Egrégora de mendigos: parte 1
O ônibus nos largou no Chuí, fronteira do Brasil com o Uruguai, às duas da manhã.
Era como uma cidade cenográfica de faroeste cujos personagens haviam fugido. (A metáfora ruim com faroeste agregará mais sentido quando eu usar as expressões “arma”, “bigode” e “botas de couro”.)
Frio e silêncio. Nossas fomes de estradeiros – a última refeição tinha sido um lanche dado pela empresa de ônibus, às 22h.
Entusiasmados de termos chegado, porém tédio de ter sido no meio da madrugada.
Invadimos uma galeria comercial cheia de boxes vazios. Escolhemos um box qualquer e fizemos dele nosso dormitório. Nos enfiamos no saco de dormir e colocamos dois despertadores, um em cada celular, para às 6h.
Chão duro e filetes de vento gelado batendo no rosto. Na dificuldade de pegar no sono, lá ia eu embarcando nas minhas silenciosas explanações filosóficas.
Pensei, como sempre, nas diferenças entre a nossa espécie e qualquer outra. Concluí que, até na hora de dormir, o ser humano é mimado – eu, com três casacos, revestido num saco de dormir, ainda reclamava do frio de da falta de conforto; enquanto que, lá fora, no meio da pracinha central, um cachorro de rua desnudo dormia o sono dos justos.
Meu sono foi interrompido por duas vezes: uma por mim mesmo, para fazer xixi, e a outra pelo Leôncio do Chuí, de botas de couro e arma. Era o segurança da galeria, gordo e bigodudo, a cara do personagem do Pica-Pau, nos enxotando dali a meio berro.
Uma voz que disse em gravíssimo sotaque gaúcho “Bá, não façam mais isso”, mais uma insinuação de sacar a garrucha da cintura – e eu e Caio já tínhamos zarpado dali feito flechas, gaguejando mil pedidos de desculpas.

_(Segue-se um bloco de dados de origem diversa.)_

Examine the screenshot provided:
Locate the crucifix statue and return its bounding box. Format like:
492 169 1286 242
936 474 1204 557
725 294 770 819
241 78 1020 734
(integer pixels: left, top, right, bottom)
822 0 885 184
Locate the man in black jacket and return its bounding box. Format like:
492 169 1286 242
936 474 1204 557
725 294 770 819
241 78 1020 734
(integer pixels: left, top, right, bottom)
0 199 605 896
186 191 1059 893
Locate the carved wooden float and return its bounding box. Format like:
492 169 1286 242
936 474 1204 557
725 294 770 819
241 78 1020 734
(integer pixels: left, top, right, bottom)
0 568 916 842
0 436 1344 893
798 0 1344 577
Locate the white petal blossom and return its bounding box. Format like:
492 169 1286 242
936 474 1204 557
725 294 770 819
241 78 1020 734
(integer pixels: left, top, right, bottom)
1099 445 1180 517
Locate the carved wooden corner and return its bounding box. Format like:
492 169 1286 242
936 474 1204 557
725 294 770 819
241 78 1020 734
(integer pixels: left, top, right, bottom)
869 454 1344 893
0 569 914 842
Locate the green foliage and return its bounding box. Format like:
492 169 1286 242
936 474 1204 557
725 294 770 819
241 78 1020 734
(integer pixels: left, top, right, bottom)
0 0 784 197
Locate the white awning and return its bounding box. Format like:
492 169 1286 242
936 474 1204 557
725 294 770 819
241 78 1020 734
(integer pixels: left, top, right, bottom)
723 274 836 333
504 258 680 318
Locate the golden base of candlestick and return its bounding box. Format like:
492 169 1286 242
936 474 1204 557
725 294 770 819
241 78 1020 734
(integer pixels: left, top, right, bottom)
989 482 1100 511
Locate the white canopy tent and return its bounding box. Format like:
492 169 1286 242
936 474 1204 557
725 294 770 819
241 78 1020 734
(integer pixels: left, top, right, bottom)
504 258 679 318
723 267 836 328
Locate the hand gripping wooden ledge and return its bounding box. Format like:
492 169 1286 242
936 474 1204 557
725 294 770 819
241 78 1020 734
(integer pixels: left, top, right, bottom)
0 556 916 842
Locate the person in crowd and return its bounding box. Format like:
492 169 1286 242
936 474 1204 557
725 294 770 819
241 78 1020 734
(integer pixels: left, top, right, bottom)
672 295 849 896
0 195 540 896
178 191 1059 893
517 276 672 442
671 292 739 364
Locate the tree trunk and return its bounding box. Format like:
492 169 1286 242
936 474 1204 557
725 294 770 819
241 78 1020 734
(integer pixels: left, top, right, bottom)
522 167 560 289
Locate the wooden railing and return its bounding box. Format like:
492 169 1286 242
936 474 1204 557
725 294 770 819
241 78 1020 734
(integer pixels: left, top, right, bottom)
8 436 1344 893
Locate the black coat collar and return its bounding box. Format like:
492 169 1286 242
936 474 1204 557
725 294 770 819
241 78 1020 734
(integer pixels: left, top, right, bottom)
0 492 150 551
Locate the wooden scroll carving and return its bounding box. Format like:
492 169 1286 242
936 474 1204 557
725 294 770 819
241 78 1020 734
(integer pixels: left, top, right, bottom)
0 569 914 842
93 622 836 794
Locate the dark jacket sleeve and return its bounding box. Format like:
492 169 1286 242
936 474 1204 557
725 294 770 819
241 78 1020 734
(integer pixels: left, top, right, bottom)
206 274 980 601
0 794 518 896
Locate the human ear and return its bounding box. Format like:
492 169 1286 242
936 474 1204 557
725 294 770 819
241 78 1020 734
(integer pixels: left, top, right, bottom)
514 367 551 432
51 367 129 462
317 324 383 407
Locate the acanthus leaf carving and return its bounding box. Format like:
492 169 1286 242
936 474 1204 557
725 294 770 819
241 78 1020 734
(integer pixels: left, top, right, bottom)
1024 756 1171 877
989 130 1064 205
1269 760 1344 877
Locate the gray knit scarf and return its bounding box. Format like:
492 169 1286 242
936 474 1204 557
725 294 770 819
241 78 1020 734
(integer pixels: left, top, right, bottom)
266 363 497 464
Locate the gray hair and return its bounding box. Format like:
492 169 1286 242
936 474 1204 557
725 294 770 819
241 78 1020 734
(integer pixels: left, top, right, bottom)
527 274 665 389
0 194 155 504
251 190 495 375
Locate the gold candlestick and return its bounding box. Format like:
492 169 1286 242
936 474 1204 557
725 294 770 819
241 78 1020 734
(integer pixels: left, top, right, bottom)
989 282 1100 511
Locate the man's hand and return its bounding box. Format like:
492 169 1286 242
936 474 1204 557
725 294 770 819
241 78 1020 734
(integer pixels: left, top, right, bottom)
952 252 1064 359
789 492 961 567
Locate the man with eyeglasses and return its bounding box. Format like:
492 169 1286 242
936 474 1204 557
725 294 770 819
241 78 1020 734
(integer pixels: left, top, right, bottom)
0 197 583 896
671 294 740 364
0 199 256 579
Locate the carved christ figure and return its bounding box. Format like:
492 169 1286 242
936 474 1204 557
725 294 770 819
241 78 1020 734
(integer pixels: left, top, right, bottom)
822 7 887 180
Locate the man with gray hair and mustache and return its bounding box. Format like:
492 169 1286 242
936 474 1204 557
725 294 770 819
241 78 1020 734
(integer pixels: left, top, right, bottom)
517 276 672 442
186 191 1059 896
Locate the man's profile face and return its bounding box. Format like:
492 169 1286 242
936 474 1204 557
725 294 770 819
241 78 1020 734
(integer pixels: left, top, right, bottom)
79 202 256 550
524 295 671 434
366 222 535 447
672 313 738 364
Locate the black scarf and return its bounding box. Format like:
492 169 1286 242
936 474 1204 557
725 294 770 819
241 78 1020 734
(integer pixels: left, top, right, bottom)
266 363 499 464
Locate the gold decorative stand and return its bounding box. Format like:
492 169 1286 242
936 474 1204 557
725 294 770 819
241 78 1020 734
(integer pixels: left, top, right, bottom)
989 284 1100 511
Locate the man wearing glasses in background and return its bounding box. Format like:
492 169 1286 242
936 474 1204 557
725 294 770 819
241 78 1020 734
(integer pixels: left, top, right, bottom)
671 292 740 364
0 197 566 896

Sentamos no banco da pracinha que divide a Avenida Brasil da Avenida Uruguai (o engraçado é que a Avenida Uruguai fica do lado brasileiro e a Avenida Brasil, do lado uruguaio. Uma homenagem diplomática que um país concede ao outro na fronteira da paz).
Clareava o dia e um cachorro de rua veio brincar comigo. Éramos eu, Caio e o cachorro, bem em cima da linha imaginária que divide dois países. Eu e Caio vindo de longe, ali de passagem. Aquele cachorro, dali mesmo, um privilegiado – um cão de dupla nacionalidade.